The Chinchilla lanigera species still has a very small population in the wild and it is this species from which the domestic pet-form is thought to have derived. The physical difference between the two species are slight with the Chinchilla chinchilla having a shorter tail, thicker neck and shoulders and shorter ears.
Chinchillas measure around 12 inches long, with a fluffy tail measuring around 5-6 inches. Females are usually larger than males, and weight ranges from 500 to over 700g. They are one of the longer lived rodents, with a lifespan of around 15-20 years.

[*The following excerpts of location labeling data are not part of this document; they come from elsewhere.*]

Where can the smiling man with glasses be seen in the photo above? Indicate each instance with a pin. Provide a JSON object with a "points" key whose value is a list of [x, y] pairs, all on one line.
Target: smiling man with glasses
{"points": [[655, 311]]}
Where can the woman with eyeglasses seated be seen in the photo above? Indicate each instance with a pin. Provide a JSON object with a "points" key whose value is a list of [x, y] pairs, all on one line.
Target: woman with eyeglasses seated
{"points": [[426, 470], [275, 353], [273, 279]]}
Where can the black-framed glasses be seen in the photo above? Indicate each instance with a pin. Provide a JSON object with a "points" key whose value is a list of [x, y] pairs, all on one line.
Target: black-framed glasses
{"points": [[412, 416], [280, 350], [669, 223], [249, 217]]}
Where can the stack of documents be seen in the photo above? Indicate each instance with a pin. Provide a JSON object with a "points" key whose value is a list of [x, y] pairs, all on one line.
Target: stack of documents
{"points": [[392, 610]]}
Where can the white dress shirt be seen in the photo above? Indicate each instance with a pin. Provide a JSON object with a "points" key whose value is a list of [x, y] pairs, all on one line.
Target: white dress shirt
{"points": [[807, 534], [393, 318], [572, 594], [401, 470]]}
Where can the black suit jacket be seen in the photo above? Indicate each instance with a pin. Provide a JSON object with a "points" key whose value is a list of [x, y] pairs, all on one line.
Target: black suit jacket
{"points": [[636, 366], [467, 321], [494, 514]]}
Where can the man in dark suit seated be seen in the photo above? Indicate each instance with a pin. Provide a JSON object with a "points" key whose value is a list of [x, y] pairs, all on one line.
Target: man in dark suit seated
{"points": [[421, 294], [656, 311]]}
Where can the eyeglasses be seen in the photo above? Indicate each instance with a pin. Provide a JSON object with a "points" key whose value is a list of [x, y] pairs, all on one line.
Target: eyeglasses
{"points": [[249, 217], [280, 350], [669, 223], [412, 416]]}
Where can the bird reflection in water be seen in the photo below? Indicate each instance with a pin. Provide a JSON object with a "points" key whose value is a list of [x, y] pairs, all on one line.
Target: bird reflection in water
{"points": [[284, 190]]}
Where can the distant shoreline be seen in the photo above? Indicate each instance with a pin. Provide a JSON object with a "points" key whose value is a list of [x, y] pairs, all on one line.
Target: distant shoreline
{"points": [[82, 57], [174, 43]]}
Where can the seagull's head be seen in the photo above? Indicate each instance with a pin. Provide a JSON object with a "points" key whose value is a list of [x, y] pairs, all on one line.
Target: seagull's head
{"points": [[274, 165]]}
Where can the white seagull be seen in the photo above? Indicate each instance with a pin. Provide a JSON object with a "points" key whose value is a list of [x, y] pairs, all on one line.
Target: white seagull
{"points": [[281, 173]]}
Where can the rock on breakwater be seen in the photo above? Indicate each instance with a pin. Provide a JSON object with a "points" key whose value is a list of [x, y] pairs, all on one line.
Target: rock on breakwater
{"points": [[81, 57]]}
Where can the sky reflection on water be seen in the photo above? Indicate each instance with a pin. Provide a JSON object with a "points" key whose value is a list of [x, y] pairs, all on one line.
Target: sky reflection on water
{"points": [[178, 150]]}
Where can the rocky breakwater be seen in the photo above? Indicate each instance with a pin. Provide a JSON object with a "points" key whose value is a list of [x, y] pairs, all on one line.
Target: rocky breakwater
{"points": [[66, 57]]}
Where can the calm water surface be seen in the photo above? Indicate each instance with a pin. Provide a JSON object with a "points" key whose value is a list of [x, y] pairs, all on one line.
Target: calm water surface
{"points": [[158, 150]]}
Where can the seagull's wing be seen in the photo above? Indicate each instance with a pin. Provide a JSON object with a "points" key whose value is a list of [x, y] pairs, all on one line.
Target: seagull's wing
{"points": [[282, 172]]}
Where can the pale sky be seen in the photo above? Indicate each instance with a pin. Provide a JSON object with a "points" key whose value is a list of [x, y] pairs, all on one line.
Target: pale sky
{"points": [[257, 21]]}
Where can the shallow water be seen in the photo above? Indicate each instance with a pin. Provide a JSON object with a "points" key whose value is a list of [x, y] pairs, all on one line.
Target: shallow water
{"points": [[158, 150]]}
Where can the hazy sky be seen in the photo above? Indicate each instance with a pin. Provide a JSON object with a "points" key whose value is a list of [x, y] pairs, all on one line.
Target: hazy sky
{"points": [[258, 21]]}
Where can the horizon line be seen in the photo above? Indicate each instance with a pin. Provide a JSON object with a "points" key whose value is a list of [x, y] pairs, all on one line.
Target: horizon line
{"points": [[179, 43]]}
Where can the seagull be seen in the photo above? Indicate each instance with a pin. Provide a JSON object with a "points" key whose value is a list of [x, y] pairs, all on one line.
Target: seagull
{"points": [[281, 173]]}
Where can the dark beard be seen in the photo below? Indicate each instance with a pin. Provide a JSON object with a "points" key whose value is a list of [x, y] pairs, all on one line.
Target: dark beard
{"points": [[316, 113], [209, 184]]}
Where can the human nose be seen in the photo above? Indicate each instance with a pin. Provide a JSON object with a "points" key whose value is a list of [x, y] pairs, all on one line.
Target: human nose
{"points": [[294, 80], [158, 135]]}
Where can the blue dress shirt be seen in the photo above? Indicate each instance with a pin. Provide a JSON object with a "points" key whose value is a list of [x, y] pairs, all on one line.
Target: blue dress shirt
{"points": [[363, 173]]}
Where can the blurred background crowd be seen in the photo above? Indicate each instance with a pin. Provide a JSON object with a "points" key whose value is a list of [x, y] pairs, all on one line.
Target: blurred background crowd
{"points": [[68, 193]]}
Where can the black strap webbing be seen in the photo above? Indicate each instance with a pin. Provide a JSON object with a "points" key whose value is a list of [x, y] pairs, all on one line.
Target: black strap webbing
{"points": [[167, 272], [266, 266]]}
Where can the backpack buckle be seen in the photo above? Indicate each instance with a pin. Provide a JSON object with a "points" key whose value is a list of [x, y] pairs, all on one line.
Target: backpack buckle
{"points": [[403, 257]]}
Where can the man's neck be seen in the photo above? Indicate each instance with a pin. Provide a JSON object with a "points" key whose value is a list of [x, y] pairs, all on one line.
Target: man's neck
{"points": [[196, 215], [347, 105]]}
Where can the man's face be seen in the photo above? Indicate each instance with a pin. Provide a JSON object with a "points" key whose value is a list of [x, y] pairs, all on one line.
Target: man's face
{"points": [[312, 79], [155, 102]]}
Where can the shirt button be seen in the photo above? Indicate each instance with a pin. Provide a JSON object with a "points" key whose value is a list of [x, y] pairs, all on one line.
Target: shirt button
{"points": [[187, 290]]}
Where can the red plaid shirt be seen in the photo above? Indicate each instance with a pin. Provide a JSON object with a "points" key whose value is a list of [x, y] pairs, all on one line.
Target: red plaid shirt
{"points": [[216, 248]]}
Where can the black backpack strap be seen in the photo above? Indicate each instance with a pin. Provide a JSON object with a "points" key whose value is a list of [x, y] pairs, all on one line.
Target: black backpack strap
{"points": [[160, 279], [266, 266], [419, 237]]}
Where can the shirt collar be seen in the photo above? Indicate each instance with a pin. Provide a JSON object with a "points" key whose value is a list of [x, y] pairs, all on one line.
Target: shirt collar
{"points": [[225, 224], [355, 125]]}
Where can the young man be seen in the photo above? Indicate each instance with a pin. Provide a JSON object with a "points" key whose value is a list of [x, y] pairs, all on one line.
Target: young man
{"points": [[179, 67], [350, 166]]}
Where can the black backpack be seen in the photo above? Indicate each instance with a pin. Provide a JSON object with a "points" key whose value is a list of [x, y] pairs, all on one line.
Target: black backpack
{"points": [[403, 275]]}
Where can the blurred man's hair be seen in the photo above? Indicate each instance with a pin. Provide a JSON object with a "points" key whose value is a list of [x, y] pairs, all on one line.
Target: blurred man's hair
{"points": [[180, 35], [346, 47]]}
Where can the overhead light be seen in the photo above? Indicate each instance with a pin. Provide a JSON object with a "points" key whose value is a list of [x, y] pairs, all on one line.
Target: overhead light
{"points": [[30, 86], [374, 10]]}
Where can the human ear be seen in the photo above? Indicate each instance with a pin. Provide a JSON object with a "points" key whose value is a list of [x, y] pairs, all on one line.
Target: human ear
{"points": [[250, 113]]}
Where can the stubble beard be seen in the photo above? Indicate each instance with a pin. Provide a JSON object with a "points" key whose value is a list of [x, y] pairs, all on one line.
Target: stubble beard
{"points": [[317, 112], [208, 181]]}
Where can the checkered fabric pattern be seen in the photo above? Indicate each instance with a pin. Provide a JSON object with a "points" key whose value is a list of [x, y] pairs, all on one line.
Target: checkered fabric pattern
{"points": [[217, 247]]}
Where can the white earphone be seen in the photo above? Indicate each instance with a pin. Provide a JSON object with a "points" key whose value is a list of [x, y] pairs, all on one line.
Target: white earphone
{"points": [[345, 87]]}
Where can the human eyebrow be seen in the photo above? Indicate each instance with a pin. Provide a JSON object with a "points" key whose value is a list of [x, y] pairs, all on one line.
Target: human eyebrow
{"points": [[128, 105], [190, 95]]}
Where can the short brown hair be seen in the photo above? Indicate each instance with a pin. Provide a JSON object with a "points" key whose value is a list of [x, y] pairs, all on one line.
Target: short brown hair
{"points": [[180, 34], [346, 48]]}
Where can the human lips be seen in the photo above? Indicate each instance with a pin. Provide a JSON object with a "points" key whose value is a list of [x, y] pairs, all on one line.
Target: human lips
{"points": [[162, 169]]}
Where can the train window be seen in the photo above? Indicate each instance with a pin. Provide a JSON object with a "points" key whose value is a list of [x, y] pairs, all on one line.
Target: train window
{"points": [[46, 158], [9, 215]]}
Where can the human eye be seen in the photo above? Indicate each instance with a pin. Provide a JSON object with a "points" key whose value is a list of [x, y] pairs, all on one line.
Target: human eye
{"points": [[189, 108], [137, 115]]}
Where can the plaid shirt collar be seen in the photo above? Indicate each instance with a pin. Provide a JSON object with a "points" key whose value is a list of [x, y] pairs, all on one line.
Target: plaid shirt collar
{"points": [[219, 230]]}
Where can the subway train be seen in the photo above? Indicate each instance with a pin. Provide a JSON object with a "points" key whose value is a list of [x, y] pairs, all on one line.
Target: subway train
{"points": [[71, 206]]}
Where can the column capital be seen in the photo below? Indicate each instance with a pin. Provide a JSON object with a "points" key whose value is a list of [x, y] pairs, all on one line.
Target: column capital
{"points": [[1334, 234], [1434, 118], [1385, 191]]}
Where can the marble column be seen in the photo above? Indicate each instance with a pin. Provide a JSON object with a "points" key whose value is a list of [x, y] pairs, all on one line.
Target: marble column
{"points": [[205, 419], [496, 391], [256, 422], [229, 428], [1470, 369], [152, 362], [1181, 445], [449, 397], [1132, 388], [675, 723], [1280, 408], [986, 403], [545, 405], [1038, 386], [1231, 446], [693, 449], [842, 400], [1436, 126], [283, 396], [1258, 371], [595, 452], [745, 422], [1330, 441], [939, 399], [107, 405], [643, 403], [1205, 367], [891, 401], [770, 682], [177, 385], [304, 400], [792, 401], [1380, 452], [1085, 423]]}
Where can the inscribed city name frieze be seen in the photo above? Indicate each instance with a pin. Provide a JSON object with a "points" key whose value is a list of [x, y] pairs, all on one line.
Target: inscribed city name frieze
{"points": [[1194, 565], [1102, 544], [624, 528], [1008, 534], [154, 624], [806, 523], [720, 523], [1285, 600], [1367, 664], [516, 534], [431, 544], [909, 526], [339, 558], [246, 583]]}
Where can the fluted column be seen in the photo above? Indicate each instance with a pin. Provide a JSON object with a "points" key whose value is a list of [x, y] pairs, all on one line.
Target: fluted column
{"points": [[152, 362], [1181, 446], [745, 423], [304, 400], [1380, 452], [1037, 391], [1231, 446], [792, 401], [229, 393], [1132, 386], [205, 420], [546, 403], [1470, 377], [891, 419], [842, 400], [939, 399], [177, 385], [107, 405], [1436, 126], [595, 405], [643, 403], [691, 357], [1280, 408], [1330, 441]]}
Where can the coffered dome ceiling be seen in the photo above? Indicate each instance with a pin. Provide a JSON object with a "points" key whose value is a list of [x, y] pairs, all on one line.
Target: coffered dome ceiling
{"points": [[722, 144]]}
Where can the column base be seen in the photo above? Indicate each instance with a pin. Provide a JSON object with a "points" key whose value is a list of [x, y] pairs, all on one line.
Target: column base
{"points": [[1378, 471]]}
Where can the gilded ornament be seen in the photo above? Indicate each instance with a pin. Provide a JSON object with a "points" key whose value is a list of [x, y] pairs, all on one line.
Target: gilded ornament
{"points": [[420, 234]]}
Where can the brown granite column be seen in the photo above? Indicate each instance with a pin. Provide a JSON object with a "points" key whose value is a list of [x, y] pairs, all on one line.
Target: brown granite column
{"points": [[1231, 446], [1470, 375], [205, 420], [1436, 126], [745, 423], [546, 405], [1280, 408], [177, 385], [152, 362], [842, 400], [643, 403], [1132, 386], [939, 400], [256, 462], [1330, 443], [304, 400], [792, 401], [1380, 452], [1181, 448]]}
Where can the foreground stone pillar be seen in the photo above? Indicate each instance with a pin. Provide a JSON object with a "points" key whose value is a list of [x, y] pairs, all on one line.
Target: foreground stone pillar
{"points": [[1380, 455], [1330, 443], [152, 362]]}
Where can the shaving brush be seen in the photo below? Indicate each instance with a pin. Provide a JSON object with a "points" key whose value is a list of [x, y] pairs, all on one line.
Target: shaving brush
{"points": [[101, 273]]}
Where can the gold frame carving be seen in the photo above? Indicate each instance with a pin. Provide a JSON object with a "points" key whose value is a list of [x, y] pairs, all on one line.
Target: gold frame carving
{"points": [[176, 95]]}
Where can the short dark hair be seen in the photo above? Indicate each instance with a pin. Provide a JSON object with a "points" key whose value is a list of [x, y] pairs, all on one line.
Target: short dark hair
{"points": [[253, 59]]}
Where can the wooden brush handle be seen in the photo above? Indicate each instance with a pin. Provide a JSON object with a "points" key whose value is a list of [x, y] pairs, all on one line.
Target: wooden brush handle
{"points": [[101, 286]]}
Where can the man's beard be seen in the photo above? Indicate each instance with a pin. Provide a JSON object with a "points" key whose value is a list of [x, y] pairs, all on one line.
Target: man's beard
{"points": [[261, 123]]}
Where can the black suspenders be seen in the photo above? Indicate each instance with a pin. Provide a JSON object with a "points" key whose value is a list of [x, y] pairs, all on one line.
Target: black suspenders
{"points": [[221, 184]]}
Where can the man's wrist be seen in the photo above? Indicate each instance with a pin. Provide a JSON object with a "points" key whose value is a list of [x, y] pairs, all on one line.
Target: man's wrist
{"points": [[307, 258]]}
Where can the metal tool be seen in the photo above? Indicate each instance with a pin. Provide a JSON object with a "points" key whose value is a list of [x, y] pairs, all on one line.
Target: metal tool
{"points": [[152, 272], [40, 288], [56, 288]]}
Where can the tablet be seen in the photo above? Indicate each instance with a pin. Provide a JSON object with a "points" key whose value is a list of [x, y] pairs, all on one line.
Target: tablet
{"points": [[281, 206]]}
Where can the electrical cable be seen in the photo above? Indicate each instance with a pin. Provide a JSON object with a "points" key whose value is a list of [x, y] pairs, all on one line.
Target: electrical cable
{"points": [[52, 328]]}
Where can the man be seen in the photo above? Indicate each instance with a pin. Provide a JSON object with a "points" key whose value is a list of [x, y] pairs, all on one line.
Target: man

In the wild Chinchillas would live in burrows or rock crevices. They are agile jumpers but not good climbers, and when considering your pet Chinchillas environment it is worth remembering that they are rock-hoppers more than tree climbers so floor space is more important than cage height. In fact Chinchillas can be badly injured by a fall from a tall cage.
Chinchillas live in large groups, known as herds in the wild and in captivity should be kept with friends. Introducing new Chinchillas can be tricky, and care should be taken to research proper introduction methods.
Chinchillas are not always an easy pet to keep, since they have some special requirements. Their lack of ability to sweat for instance, means that they must be kept below 25℃ to avoid risk of heat stroke. Warning signs of a hot chinchilla include red ears, since this is where their direct blood flow to to help reduce heat.
They are very clean animals and require a large dust bath. They must not get wet, since their dense fur does not dry readily in air and so could develop fungus growth or fur rot. The density of their fur resist parasites such as fleas however, and the low levels of loose dander mean they are hypo-allergenic.
Chinchillas do require a strict diet since they would have a limited range of food in the wild and are not good at digesting fatty foods, high protein, or too many green plants.